Il mit quelques secondes à percer la noirceur de la chambre mais lorsqu'il discerna enfin une petite silhouette recroquevillée contre le mur, dos à lui, ce ne fut pas le soulagement qui l'envahit, bien au contraire. Le terrible pressentiment qui s'était installé en lui enfla brusquement et lui tordit les entrailles. Pourtant, il s'agissait bien de l'elfe. Il en était sûr. Vêtu de haillons encore plus maigres et sales que ceux dans lesquels il l'avait toujours connu, on distinguait son dos aux os saillants sous sa peau devenue violacée. C'était lui provoquait ce craquement en se balançant faiblement d'avant en arrière. De là où il se trouvait, Remus ne voyait pas son visage mais étrangement, il ne produisait aucun son, pas même celui d'une respiration.

De plus en plus troublé, Remus s'arrêta à quelques mètres et décida de l'appeler doucement.

« Kreattur… ? C'est bien toi ? »

Le petit corps amorphe se raidit brusquement, mais toujours aucun bruit. Il ne chercha même pas à se retourner.

« Kreattur. » Insista Remus en recommençant à avancer tandis que la ride sur son front se creusait davantage.
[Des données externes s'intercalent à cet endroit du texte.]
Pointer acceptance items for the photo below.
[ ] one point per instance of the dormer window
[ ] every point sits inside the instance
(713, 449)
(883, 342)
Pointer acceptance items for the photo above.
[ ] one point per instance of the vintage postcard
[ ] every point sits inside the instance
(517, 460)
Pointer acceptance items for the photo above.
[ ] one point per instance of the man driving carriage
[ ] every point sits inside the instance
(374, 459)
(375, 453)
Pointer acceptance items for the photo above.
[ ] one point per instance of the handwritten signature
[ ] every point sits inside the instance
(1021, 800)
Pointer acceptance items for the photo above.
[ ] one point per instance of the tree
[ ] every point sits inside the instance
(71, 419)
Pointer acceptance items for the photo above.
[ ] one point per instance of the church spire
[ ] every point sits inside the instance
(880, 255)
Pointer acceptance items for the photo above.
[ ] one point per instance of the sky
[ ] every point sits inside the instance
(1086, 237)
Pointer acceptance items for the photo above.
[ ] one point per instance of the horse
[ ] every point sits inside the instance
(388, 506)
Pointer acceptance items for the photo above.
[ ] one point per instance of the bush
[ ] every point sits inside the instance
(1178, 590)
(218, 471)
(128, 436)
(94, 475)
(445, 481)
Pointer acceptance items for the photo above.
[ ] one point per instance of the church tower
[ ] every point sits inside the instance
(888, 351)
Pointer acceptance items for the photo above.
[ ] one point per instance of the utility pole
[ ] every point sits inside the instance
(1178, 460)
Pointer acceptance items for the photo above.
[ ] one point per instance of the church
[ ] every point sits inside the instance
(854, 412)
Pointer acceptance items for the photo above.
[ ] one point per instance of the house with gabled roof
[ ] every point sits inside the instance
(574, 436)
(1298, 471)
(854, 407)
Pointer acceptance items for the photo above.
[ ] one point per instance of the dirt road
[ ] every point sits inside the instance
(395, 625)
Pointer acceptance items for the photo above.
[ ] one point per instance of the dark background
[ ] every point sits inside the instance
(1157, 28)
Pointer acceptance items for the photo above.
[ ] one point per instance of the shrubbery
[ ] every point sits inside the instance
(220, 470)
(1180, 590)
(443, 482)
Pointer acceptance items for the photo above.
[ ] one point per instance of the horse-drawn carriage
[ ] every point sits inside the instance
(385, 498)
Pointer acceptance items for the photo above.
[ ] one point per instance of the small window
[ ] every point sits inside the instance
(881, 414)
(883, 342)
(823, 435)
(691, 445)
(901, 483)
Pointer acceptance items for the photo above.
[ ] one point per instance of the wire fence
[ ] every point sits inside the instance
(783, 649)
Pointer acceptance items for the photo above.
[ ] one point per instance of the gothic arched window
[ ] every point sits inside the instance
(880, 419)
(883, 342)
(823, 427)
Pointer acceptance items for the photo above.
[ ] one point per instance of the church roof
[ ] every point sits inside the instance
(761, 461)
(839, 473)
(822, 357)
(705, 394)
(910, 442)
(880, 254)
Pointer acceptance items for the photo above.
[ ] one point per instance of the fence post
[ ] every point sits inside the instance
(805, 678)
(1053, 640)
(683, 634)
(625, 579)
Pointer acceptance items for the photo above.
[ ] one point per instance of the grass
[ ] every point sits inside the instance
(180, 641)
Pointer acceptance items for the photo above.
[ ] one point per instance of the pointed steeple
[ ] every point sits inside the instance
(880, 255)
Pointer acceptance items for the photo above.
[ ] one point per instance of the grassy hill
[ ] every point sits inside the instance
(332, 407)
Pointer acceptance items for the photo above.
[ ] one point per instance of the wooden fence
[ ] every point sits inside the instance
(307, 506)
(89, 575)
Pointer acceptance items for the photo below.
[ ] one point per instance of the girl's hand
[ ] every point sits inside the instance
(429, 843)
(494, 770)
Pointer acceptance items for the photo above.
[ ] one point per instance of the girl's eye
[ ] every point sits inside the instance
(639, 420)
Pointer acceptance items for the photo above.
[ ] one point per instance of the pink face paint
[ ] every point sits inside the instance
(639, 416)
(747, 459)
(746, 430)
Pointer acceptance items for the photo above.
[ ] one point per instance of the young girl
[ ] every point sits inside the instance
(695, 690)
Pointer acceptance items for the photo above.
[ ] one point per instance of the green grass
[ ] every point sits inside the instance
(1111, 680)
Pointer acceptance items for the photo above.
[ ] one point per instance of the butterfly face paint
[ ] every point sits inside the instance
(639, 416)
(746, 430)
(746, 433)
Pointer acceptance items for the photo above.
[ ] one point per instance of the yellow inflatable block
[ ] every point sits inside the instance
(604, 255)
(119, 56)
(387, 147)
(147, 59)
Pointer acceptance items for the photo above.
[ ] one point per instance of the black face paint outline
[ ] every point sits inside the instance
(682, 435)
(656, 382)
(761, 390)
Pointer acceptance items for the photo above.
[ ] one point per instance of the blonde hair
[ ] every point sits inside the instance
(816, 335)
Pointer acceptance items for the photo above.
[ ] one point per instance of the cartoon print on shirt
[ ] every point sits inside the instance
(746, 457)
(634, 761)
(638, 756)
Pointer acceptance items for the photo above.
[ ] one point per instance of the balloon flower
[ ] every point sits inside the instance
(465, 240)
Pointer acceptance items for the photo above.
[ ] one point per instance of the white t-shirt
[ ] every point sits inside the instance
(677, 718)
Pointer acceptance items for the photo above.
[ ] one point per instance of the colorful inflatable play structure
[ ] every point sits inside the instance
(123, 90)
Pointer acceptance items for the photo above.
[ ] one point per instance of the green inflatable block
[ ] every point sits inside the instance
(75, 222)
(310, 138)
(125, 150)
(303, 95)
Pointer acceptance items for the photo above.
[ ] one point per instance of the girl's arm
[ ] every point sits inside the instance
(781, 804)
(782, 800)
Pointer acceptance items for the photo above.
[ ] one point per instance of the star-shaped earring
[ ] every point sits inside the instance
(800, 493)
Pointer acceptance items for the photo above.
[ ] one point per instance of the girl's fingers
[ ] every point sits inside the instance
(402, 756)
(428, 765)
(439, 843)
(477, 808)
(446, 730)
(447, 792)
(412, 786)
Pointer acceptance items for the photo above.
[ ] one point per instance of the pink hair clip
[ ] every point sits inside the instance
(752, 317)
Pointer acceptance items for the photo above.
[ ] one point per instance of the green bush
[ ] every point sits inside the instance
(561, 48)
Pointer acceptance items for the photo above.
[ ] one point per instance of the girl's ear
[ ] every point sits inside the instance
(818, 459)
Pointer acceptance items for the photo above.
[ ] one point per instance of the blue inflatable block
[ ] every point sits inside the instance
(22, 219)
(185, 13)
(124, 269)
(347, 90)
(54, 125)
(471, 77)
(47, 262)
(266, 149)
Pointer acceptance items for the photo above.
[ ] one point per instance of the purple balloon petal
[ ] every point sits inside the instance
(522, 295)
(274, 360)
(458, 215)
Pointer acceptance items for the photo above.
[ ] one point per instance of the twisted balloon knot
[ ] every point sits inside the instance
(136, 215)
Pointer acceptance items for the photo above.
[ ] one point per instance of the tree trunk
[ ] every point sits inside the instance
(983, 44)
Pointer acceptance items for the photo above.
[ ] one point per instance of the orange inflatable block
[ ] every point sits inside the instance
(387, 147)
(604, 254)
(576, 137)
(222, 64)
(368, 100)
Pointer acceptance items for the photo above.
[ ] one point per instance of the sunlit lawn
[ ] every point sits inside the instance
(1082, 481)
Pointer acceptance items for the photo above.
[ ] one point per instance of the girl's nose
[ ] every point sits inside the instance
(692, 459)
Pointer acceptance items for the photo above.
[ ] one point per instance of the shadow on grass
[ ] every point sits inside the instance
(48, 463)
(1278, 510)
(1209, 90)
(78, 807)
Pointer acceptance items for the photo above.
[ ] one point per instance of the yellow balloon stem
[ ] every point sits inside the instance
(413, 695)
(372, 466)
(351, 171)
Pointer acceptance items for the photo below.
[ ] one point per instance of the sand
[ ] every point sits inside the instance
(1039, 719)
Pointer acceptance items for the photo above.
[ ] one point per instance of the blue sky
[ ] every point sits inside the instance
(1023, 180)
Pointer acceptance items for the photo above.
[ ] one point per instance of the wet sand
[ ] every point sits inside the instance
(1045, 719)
Finalement, étonné par l'absence total de réaction de la petite silhouette toujours ratatinée sur le sol, le loup-garou se pencha en avant, posa une main sur l'épaule d'une maigreur terrifiante, et malgré une faible résistance, força l'elfe à se retourner. Il le regretta presque aussitôt tandis qu'un haut-le-cœur le saisissait brusquement et que l'horreur de la situation le repoussait en arrière comme une gifle en plein visage.

Devant lui, il ne restait plus du visage de Kreattur qu'un regard aveugle, recouvert d'un voile blanchâtre qui tranchait sinistrement avec l'abominable spectacle de sa bouche cousue grossièrement par une épaisse ficèle qui perçait la chair infectée comme un ver, enfouie sous d'innombrables croûtes de sang sec. Ses lèvres n'étaient plus que charpie d'où suintait une salive brune et purulente et chacun de ses os paraissait sur le point de déchirer sa peau tendue sur ces pointes comme une vieille toile de papier usé.

Le souffle coupé par tant d'atrocités, Remus eut toutes les peines du monde à reprendre le contrôle sur son corps tétanisé. Il tenta de déglutir mais n'y parvint pas, et s'accroupit devant la pauvre bête mutilée qui se colla un peu plus au mur en sentant cette présence qu'elle ne reconnaissait pas s'approcher autant.

« Que t'ont-ils fait… » Murmura Remus d'une voix blanche.